Возможно, еще в Страсбурге Гёте думал над драмой о Гёце. С определенностью можно сказать, что поздней осенью 1771 года было на едином дыхании написано 59 сцен. В одно прекрасное утро, согласно его собственным воспоминаниям («Поэзия и правда», кн. 13), он начал писать без предварительных набросков или плана, и за шесть недель произведение было закончено. Никто не может доказать, что этому предшествовал этап подготовки, как это бывало обычно, согласно той же «Поэзии и правде» (кн. 14). Письмо к Зальцману говорит о другом. Мать Гёте рассказывала, что ее сын нашел какие–то следы «этого замечательного человека» Гёца фон Берлихингена «в одной юридической книге», выписал затем собственное его жизнеописание, «включил в него несколько эпизодов и пустил его в мир» (Гроссману, 4 февраля 1781 г.). Из книги Пюттера «Очерки государственных изменений Германской империи» Гёте кое–что выписал в свой дневник, «Эфемериды», а в этих «Очерках» указывалось на автобиографию Гёца. Это «Жизнеописание господина Гёца фон Берлихингена» вышло в 1731 году в Нюрнберге с
174
комментариями издателя Франка фон Штейгервальда (Георга Тобиаса Писториуса). Юный Гёте внимательно проштудировал и то и другое и кое–что весьма точно заимствовал из этого «Жизнеописания». Но он внес и важные изменения, как и полагается драматургу, избирающему в качестве сюжета исторический материал.

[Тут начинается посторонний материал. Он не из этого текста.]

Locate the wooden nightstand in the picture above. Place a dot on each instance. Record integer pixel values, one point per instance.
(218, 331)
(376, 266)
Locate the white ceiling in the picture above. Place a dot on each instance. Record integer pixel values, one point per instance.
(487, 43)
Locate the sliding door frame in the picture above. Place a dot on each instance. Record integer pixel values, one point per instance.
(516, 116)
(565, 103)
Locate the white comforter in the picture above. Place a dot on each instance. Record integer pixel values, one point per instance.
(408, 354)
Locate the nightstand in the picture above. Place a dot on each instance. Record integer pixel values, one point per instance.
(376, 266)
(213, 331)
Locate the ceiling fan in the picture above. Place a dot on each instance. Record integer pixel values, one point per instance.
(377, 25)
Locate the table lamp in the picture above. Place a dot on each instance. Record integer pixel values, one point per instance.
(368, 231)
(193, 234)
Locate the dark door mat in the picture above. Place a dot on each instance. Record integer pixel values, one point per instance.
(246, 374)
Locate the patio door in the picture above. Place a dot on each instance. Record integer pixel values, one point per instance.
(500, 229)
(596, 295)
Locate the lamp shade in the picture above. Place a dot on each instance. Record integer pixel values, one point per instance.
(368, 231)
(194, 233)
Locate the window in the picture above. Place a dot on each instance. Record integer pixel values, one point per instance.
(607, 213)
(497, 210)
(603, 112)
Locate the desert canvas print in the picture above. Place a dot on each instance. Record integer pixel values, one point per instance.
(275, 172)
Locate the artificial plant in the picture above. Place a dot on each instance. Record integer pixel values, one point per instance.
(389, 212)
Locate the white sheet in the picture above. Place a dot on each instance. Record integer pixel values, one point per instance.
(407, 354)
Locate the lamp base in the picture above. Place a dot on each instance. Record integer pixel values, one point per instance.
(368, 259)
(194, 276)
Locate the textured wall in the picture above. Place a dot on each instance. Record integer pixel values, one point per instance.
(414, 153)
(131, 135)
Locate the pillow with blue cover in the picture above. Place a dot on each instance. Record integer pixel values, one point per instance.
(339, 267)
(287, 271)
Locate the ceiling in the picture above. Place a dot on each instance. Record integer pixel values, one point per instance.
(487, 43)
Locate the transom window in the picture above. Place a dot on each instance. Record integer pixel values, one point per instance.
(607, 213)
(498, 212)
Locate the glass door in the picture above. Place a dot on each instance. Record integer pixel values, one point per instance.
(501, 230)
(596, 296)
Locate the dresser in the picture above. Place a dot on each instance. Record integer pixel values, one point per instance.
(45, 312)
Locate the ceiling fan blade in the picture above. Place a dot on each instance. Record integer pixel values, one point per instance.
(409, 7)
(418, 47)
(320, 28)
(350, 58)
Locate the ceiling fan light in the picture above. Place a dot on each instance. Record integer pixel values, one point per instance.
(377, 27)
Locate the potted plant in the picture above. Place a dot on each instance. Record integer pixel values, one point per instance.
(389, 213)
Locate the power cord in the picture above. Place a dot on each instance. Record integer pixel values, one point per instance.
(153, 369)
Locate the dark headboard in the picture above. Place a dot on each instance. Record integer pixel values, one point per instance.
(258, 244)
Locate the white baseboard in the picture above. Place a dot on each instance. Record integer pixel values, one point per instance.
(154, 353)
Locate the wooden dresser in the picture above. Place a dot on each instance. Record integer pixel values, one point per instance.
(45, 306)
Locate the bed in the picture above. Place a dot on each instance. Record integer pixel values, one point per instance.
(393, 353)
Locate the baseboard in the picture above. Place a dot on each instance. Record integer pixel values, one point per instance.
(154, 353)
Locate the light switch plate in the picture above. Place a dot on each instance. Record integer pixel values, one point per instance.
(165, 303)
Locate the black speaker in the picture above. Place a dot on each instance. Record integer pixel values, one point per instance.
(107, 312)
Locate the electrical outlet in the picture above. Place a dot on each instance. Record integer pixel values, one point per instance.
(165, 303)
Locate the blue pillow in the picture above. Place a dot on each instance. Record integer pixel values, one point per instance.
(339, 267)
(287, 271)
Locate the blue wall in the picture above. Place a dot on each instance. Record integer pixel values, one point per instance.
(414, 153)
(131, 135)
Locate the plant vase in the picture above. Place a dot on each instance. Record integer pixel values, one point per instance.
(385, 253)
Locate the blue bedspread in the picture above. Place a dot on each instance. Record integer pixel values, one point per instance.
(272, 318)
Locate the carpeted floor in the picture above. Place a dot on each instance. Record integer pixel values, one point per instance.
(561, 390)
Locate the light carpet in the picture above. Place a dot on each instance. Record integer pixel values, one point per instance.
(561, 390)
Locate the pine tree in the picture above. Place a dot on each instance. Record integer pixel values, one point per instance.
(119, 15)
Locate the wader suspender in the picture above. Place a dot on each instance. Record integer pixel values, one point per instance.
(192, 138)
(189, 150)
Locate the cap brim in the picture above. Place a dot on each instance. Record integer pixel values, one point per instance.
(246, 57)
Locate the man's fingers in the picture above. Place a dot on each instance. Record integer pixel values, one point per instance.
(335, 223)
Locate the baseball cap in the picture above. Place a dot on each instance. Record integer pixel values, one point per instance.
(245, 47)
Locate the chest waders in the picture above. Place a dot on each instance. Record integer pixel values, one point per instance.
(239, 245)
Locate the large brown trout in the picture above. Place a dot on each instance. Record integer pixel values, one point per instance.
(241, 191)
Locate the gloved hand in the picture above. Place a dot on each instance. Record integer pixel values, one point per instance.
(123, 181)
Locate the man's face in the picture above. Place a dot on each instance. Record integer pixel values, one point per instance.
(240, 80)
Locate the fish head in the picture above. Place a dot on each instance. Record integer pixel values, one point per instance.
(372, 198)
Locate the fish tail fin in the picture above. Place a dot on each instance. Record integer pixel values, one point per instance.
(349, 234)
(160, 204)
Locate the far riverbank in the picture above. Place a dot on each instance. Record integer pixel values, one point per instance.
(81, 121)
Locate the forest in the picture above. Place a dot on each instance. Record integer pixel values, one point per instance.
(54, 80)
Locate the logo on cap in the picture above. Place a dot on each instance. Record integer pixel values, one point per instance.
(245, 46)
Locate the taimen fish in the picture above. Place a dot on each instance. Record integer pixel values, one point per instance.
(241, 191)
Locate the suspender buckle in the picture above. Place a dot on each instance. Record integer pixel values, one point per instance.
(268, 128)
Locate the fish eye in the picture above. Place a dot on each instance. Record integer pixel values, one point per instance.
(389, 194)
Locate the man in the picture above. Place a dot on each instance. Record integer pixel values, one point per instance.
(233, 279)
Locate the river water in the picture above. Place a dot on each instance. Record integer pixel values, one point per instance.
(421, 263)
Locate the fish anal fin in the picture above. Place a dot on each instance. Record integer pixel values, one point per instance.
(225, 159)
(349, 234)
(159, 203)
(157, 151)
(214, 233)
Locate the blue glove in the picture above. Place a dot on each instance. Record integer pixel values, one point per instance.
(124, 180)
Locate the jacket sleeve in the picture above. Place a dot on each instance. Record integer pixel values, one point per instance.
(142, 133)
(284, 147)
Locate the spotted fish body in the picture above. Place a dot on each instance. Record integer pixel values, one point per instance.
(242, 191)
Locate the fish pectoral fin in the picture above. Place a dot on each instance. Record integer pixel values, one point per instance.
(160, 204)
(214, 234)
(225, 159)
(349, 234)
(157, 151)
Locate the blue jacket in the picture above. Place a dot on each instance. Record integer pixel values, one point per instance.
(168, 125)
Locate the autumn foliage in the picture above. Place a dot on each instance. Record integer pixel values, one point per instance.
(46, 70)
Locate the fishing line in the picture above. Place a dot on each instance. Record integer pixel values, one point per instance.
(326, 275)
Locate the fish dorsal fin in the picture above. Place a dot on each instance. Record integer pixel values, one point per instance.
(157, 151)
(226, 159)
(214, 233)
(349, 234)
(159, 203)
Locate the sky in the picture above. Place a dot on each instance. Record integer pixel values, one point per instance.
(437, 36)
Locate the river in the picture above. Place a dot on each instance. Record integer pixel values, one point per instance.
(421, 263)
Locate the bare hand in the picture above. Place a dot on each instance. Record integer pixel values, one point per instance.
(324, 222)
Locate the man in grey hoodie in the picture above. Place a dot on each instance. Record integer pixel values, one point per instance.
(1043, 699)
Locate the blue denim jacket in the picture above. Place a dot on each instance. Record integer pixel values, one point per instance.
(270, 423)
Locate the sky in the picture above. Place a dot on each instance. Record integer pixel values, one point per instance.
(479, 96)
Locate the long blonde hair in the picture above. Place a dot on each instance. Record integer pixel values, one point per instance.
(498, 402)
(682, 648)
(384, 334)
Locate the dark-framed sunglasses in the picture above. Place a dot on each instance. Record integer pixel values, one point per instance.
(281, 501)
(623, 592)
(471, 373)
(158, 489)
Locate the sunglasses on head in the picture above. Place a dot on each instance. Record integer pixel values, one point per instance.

Указание на источники, из которых черпал Гёте, не отвечает на гораздо более важный вопрос: почему же он написал пьесу, в центре которой образ рыцаря Гёца фон Берлихингена, далекого от времени Гёте и, казалось бы, не предназначенного стать героем актуальной пьесы, поскольку он был обыкновенным рыцарем–разбойником. Гёте в «Поэзии и правде» так это объяснил: «этот суровый, добрый и самоуправный человек, живший в дикие, анархические времена», возбудил в нем живейшее участие (3, 348). «Честный человек», «один из благороднейших немцев», «суровый, добрый и самоуправный человек» — таким видел молодой и старый Гёте рыцаря Гёца фон Берлихингена. Он привлек Гёте как значительная индивидуальность. Этот образ давал возможность показать конфликт, о котором Гёте говорил в своей шекспировской речи: противоречие между свободой значительной индивидуальности и необходимым ходом целого. Подобная индивидуальность была одновременно и безусловной, и ограниченной. Тем самым поражение «честного человека» изначально было запрограммировано. Тем, кого удивляет, что драма с сильной, стремящейся к свободе индивидуальностью оказывается драмой поражения героя, следует указать на неизбежный с точки зрения Гёте конфликт, который он видел воплощенным в драмах Шекспира. Тогда становятся понятными те радикальные изменения, которые Гёте внес в образ исторического Гёца. Этот последний жил еще долго после Крестьянской войны 1525 года, принимал участие в турецком походе императора и умер восьмидесяти двух лет от роду в 1562 году отцом семи сыновей и трех дочерей: не потерпевший поражения герой, а имперский рыцарь, проживший как пришлось свою жизнь и ничем не примечательный, кроме своей искусственной руки и своей автобиографии. Междоусобицы, в которых он принимал участие, и тюремные заключения, которые он пережил, не были чем–то особенным в его эпоху. Густав Фрейтаг с известным основанием охарактеризовал его следующим образом: «дворянин–разбойник, выросший в безнравственных
175
традициях своего ремесла, столь же вредный для благополучия, образования и благосостояния своих современников, столь же бесполезный для высших интересов своего времени, как и любой другой дворянчик, подкарауливающий у Майна или в горах Шпессарта купцов с товарами и прибивающий к воротам Нюрнберга письменное объявление войны».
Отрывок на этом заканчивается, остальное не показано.